In 2015, we carried out our first community survey, to learn more about you, our members and users, including why and how you were interacting with ORCID. Two years on, our 2017 community survey covered much of the same ground and added some new questions. And we also carried out our first consortia survey this year, to find out more about the needs and expectations of our consortium lead organizations. Today’s post focuses on what we learned from our community survey.
The community survey ran from May 31 – July 14, 2017; 2,517 people responded, most via a link on the ORCID Registry home page. We received 1,776 completed surveys (70.5% of the total). Respondents were evenly distributed across the early, mid, and senior career stage with a similar disciplinary distribution to those of the 2015 survey. Compared to 2015, we received more responses from Central/South America, the Middle East, and in particular, Asia; and fewer from Canada/USA. This was due in part to promoting the survey more actively in Asia, particularly via social media in China. In addition, ORCID is now more established in Latin America and the Middle East than two years ago.
What did we learn?
- Discovery: Organizational membership, system integrations, and advocacy are the main drivers of ORCID awareness and adoption across all career levels, regions, and disciplines
- Awareness: Compared with 2015, there is increased awareness of key messages related to ORCID and ORCID iDs, especially among respondents who don’t have an iD (up to 50% higher in some cases)
- Reasons for registering: Over half (54.6%) of respondents did so because their publisher (544), funder (227), or institution (233) required an iD. Other key reasons were to link all their publications under a common identifier, and to make it easier for readers to find their work (ranked 3.5/4 and 3.46/4 respectively)
- ORCID usage: More respondents are adding data to their ORCID record across all categories than in 2015, with education (16.9% increase) and works (10.6%) showing most growth.
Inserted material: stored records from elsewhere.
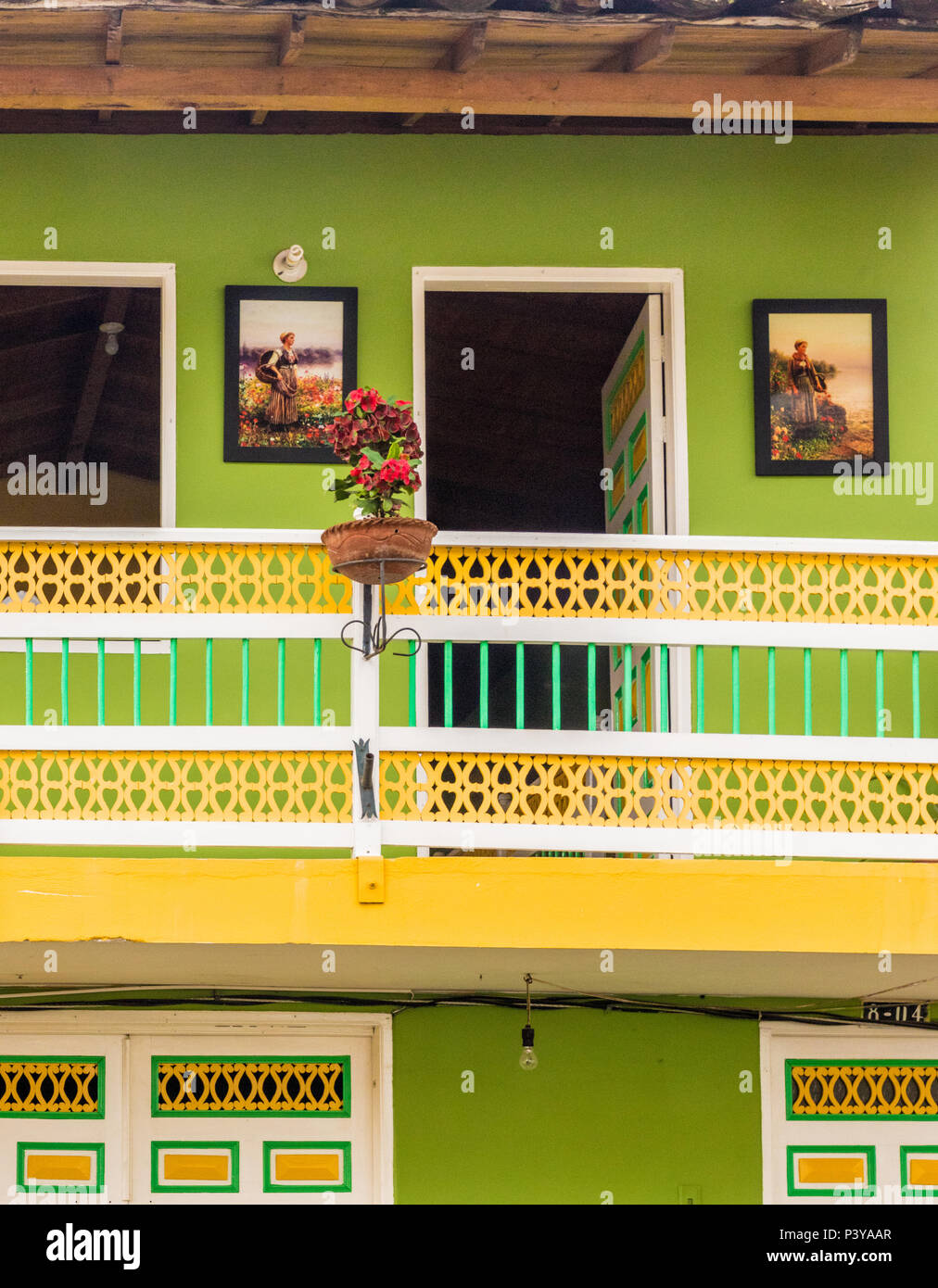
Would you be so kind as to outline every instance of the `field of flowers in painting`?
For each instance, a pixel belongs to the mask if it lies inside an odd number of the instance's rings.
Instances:
[[[276,429],[267,422],[271,386],[258,380],[253,371],[241,370],[238,381],[241,447],[311,447],[323,442],[322,426],[334,420],[343,408],[341,380],[316,375],[309,367],[298,367],[296,384],[299,421],[291,429]]]

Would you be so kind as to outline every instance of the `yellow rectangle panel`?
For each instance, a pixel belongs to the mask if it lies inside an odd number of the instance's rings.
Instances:
[[[853,1158],[799,1158],[800,1185],[861,1185],[866,1180],[866,1159]]]
[[[227,1181],[231,1175],[231,1155],[164,1154],[162,1176],[166,1181]]]
[[[908,1184],[938,1186],[938,1158],[910,1158]]]
[[[274,1181],[340,1181],[338,1154],[276,1154]]]

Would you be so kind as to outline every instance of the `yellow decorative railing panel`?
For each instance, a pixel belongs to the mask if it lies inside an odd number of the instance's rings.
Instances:
[[[381,817],[456,823],[938,829],[934,765],[381,752]]]

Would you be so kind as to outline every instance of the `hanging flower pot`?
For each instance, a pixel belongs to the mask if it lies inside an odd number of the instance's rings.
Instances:
[[[322,533],[332,568],[350,581],[376,586],[405,581],[423,568],[437,527],[426,519],[353,519]]]
[[[322,533],[332,568],[368,586],[405,581],[426,563],[437,535],[433,523],[401,514],[420,487],[420,434],[408,402],[389,403],[376,389],[354,389],[345,413],[323,428],[341,461],[354,461],[336,479],[336,501],[354,500],[362,514]]]

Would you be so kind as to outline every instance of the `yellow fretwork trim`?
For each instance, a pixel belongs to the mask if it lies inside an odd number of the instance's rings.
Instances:
[[[787,551],[433,547],[393,613],[938,623],[938,559]],[[321,546],[209,541],[0,544],[6,613],[349,613]]]
[[[648,672],[649,675],[651,672]],[[381,814],[433,823],[934,835],[934,765],[381,752]]]
[[[0,942],[938,954],[932,864],[454,855],[0,860]],[[50,898],[54,895],[55,898]]]

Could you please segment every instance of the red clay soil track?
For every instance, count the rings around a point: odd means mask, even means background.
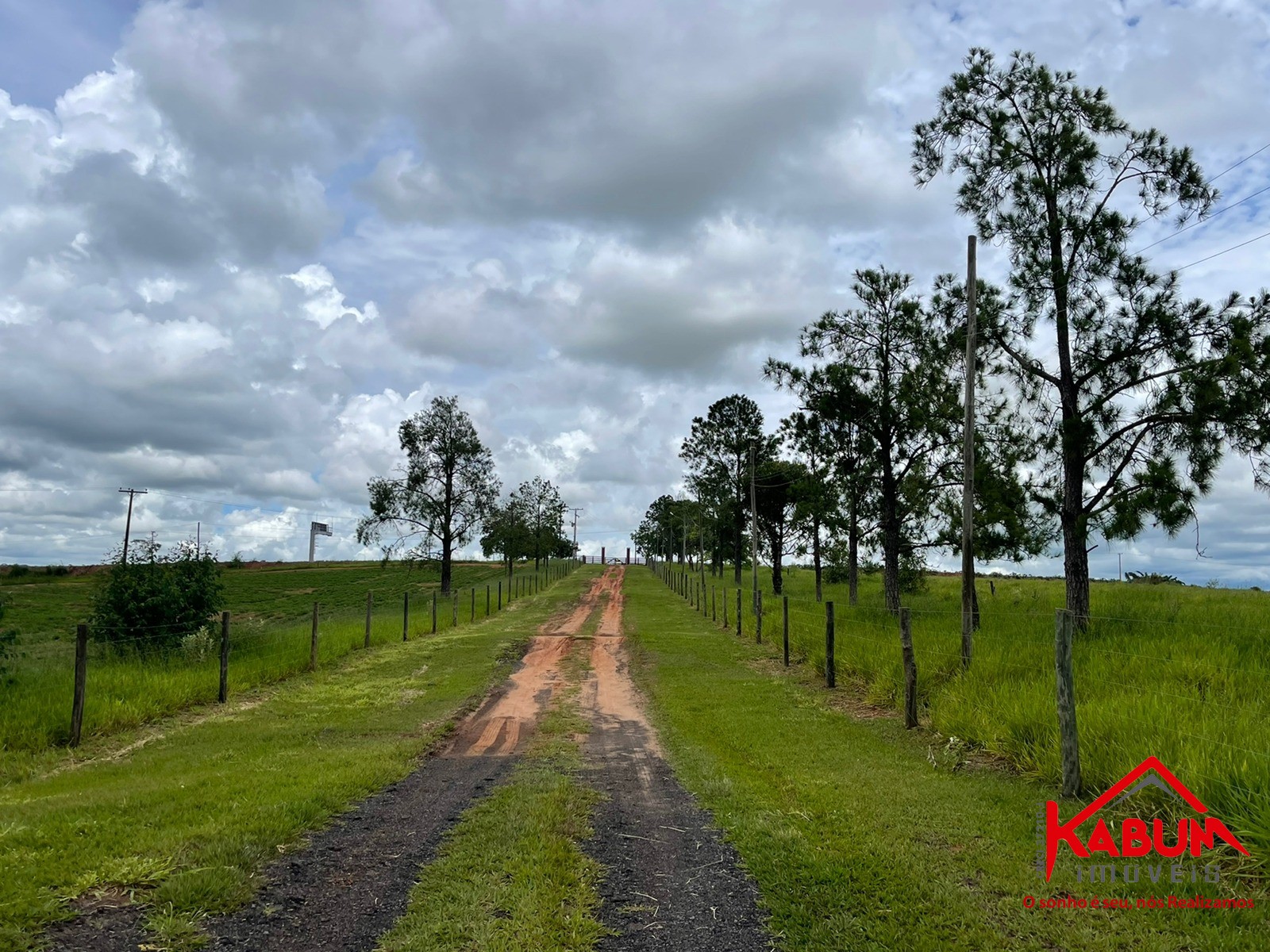
[[[758,889],[710,815],[662,759],[630,678],[622,570],[592,644],[582,704],[592,721],[588,779],[607,793],[584,849],[605,866],[599,918],[617,934],[601,949],[747,952],[771,948]]]
[[[512,769],[533,724],[560,687],[560,660],[597,602],[589,594],[563,623],[549,622],[512,677],[455,730],[442,751],[364,800],[265,869],[268,885],[243,909],[210,920],[210,949],[316,952],[373,949],[405,913],[419,867],[471,803]],[[136,952],[149,942],[137,906],[55,925],[58,952]]]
Only 10.3% of respondents in 2017 indicated that they do not use their ORCID iD, compared with 25.6% in 2015. Use of ORCID in publications workflows remains the most common use case
- Updating ORCID records: 40% of respondents use Crossref and/or DataCite auto-update, and 66% of respondents have manually populated at least some items on their ORCID records
- ORCID mandates: 85.9% of respondents now agree or strongly agree that requiring the use of ORCID iDs is beneficial to the global research community, compared with 72.2% of 2015 respondents
- ORCID help: The ORCID website is the top source of help for nearly half of all respondents (47.3%), followed by the support team (30.5%).
- Brand attributes: In 2017, 83.1% of respondents “strongly agreed” or “agreed” that ORCID is essential, compared with 48.8% in 2015. The top five attributes associated with ORCID are ‘open’, ‘global’, ‘efficient’, ‘easy to work with’, and ‘essential’ – similar to 2015, but with a notable increase for ‘efficient’ and ‘essential’
- Net Promoter Score: 35.3 (55.6% of all respondents were Promoters, 24.1% were Passive, and 20.3% Detractors, n= 1,563)
We are delighted that this survey shows continued – and increasing – goodwill toward ORCID. At the same time, there are some clear indications for improvement.
Awareness. Although community awareness of ORCID and key messages about the organization have increased since the 2015 survey was conducted, there is work to do in specific disciplines and regions. We are adjusting our activities to improve our engagement with these communities.
Messaging. Some respondents raised concerns in the free text responses about our purpose and functionality, often as a result of misunderstandings. We continue to work on clear and consistent messaging, including improved education and outreach resources for users.
User experience. Free text feedback from some respondents indicated that we need to make it easier for users to add information to their ORCID record. We have been working to streamline the user experience through user interface and integration certification efforts. In 2018, our development plan includes work to improve manual and automated record update processes.